We jogged at a slower pace back to my apartment, climbed the stairs. I fed Martha a big bowl of chow with gravy and got into the shower. By the time I’d toweled off and dried my hair, Martha was asleep on my bed.

She was completely out — eyelids flickering, jowls fluttering, paws moving in some great doggy dream.

She didn’t even cock an eyelid open as I got all dressed up for my date with Joe.

Chapter 127

THE BIG 4 RESTAURANT is at the top of Nob Hill, across from Grace Cathedral. It was named for the four Central Pacific Railroad barons, is elegantly paneled in dark wood, staged with sumptuous lighting and flowers. And according to a dozen of the glossiest upmarket magazines, the Big 4 has one of the best chefs in town.

Our starters had been served — Joe was having apple-glazed foie gras, and I’d been seduced by the French butter pears with prosciutto. But I wasn’t so taken with the setting and the view that I didn’t see the shyness in Joe’s eyes and also that he couldn’t stop looking at me.
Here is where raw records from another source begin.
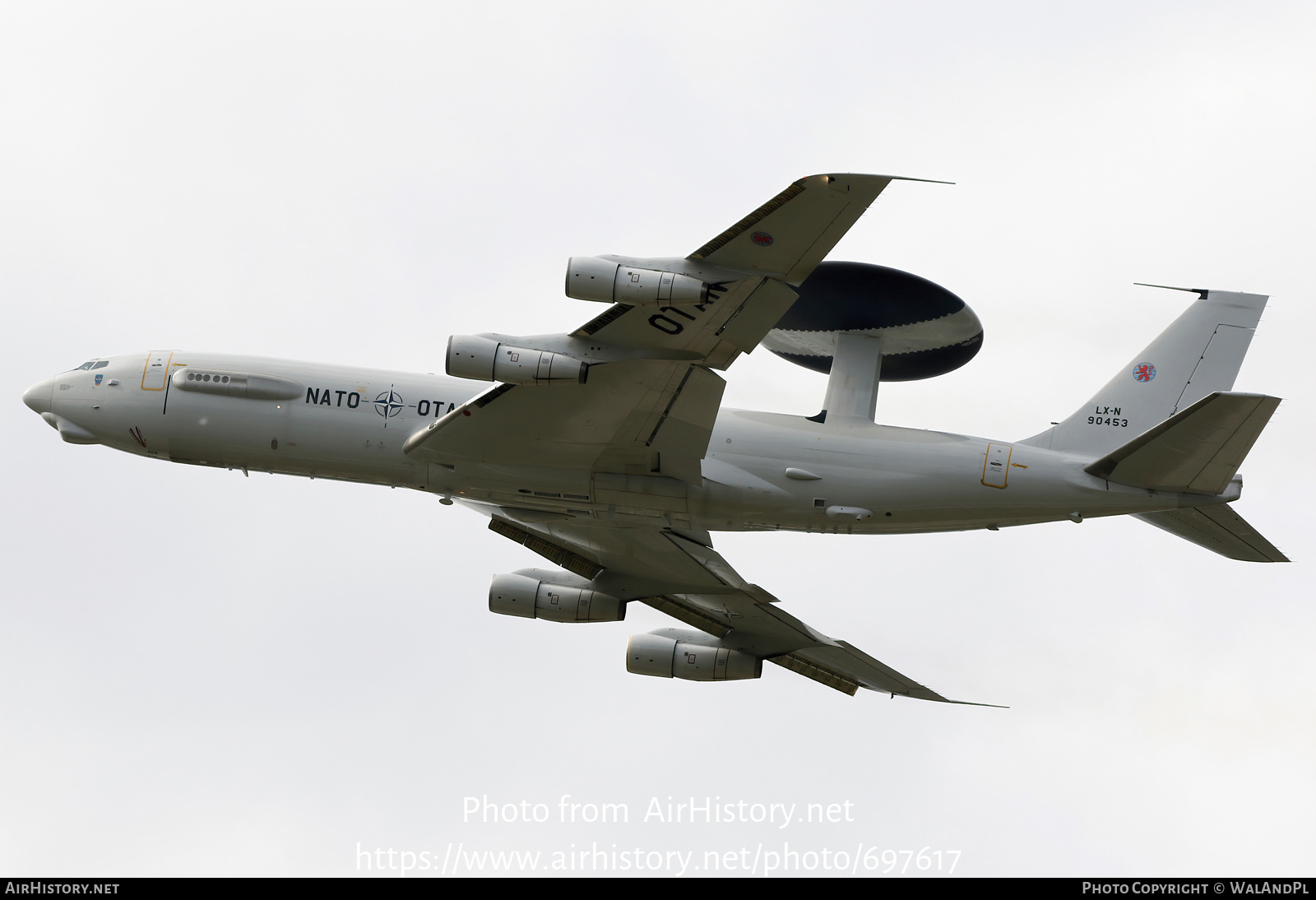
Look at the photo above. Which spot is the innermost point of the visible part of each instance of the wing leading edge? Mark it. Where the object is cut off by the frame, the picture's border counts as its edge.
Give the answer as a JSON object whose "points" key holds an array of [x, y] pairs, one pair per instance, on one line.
{"points": [[682, 575]]}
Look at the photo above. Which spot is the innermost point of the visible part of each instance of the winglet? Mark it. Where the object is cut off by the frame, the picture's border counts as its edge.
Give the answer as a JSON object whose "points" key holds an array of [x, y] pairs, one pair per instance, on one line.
{"points": [[1201, 292]]}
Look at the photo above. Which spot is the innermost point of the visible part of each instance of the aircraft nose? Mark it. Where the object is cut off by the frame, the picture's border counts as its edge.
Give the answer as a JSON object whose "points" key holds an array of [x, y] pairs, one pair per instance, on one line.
{"points": [[37, 397]]}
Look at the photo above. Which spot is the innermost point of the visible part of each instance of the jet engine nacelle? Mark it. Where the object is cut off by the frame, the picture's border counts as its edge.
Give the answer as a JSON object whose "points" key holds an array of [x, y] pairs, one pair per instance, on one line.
{"points": [[486, 360], [591, 278], [673, 653], [530, 597]]}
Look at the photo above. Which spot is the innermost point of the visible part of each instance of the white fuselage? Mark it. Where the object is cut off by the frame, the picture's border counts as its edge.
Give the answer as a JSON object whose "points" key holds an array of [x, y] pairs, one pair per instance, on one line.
{"points": [[762, 470]]}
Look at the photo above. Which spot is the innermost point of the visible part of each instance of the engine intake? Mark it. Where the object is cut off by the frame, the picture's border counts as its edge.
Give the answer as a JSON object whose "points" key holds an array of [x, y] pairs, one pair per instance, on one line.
{"points": [[530, 597], [673, 653], [591, 278], [486, 360]]}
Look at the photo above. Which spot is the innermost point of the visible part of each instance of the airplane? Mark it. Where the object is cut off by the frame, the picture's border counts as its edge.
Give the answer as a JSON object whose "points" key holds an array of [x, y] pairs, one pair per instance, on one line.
{"points": [[605, 449]]}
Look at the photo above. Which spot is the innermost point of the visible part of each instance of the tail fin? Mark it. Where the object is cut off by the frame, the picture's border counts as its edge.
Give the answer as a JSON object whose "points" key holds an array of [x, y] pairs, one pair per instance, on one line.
{"points": [[1198, 355]]}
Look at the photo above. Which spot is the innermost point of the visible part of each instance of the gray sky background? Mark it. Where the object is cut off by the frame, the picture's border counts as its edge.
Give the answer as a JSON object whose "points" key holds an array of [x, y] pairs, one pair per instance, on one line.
{"points": [[207, 674]]}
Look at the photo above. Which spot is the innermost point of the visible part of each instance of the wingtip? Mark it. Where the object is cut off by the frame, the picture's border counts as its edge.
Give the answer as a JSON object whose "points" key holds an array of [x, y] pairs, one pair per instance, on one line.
{"points": [[1201, 292]]}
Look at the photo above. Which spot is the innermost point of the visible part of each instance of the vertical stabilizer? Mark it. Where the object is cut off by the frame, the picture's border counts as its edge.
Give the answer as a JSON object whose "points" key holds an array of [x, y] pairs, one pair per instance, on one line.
{"points": [[1199, 355]]}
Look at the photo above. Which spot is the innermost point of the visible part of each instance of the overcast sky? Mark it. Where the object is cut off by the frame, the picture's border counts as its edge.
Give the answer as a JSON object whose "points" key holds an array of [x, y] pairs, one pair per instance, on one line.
{"points": [[207, 674]]}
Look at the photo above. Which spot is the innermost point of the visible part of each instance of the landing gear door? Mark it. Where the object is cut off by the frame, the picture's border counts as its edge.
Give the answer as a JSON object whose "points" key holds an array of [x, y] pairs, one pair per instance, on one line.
{"points": [[997, 467]]}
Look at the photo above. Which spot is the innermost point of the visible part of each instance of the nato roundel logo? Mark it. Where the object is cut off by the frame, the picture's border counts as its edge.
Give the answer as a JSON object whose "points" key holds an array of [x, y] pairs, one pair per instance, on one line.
{"points": [[388, 403]]}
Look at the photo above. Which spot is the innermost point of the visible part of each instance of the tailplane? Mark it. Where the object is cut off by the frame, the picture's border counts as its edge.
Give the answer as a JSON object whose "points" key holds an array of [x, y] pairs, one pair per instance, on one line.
{"points": [[1217, 528], [1198, 355]]}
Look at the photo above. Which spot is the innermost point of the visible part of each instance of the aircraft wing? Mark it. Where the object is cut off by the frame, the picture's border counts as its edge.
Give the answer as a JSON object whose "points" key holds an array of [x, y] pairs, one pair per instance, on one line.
{"points": [[678, 573], [651, 395]]}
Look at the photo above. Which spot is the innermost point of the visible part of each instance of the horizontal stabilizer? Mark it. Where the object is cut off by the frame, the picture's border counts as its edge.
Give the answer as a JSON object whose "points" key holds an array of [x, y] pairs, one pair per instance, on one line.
{"points": [[1217, 528], [1194, 452]]}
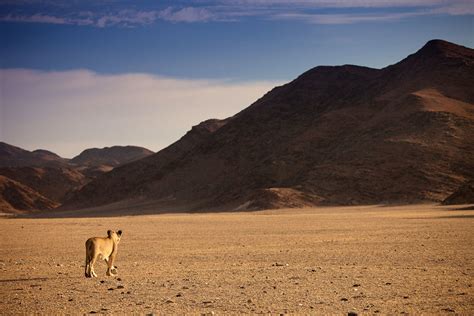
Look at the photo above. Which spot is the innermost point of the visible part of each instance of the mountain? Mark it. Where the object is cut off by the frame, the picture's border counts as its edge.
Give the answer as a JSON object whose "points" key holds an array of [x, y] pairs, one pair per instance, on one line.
{"points": [[336, 135], [48, 179], [17, 198], [53, 183], [463, 195], [110, 156], [11, 156]]}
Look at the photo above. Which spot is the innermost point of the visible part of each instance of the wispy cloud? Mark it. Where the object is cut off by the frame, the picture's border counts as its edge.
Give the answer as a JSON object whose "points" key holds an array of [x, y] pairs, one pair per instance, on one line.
{"points": [[188, 14], [309, 11], [68, 111]]}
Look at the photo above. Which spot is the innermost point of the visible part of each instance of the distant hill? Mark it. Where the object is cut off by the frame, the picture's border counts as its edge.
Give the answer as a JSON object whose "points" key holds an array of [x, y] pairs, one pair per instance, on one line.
{"points": [[336, 135], [11, 156], [54, 183], [463, 195], [18, 198], [41, 179], [110, 156]]}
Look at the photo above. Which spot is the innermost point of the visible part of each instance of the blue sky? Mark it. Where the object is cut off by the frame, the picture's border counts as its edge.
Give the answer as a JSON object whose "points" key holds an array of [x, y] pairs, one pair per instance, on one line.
{"points": [[248, 45]]}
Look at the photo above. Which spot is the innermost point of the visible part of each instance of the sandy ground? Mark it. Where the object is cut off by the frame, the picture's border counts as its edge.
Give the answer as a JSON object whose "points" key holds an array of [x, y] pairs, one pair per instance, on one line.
{"points": [[410, 259]]}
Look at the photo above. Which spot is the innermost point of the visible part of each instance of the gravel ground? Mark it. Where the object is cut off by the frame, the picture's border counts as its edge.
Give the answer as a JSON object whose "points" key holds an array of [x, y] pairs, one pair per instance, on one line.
{"points": [[373, 259]]}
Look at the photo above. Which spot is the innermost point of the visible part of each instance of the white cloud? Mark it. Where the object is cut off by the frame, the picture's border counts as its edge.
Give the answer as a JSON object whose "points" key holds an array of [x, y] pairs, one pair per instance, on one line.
{"points": [[69, 111], [188, 14], [309, 11]]}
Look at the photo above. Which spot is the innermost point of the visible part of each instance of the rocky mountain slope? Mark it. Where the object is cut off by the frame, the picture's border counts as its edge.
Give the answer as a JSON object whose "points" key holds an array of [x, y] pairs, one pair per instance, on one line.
{"points": [[40, 179], [110, 156], [335, 135], [18, 198], [12, 156]]}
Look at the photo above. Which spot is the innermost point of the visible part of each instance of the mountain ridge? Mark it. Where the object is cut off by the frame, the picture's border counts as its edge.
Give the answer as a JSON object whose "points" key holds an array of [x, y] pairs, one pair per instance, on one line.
{"points": [[337, 135]]}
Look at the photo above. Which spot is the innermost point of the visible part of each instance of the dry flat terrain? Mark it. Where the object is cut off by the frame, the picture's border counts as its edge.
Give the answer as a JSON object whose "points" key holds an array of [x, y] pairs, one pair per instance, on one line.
{"points": [[407, 259]]}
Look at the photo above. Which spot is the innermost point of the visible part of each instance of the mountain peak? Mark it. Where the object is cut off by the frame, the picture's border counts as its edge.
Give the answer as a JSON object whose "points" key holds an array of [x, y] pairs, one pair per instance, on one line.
{"points": [[438, 47]]}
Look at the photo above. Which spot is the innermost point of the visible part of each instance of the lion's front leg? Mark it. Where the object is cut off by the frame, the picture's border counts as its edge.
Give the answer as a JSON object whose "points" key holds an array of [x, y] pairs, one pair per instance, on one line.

“I had a bunch of corny ideas,” he said. “And don’t ask me what they were, okay, Linds?”

“No, of course not.” I grinned. “Not me.” I pushed a morsel of hazelnut-encrusted goat cheese onto a forkful of pear, let it melt in my mouth.

“And after a lot of deep thought — no, really, Blondie, really deep thought — I figured something out, and I’m going to tell you about it.”

I put my fork down and let the waiter take my plate away. “I want to hear.”

“Okay,” said

Joe. “You know about my six sibs and all of us growing up in a row house in Queens. And how my dad was always away.”

“Traveling salesman.”

“Right. Fabrics and notions. He traveled up and down the East Coast and was away six days out of seven. Sometimes more. We all missed him a lot. But my mother missed him the most.

“He was her real happiness, and then one time he went missing,” Joe told me. “He always called at night before we went to bed, but this time he didn’t. So my mother called the state troopers, who located him the next day sleeping in his car up on a rack in an auto-repair shop outside of some small town in Tennessee.”

“His car had broken down?”

“Yeah, and they didn’t have cell phones back then, of course, and Christ, until we heard from him, you can’t imagine what we went through. Thinking that his car was in a ditch underwater. Thinking he’d been shot in a gas-station holdup. Thinking that maybe he had another life.”

I nodded. “Ah, Joe. I understand.”

Joe paused, fiddled with his silverware, then started again. “My dad saw how much my mom was suffering, all of us, and he said he was going to quit his job. But he couldn’t do that and still provide for us the way he wanted to. And then one day, when I was a sophomore in high school, he did quit. He was home for good.”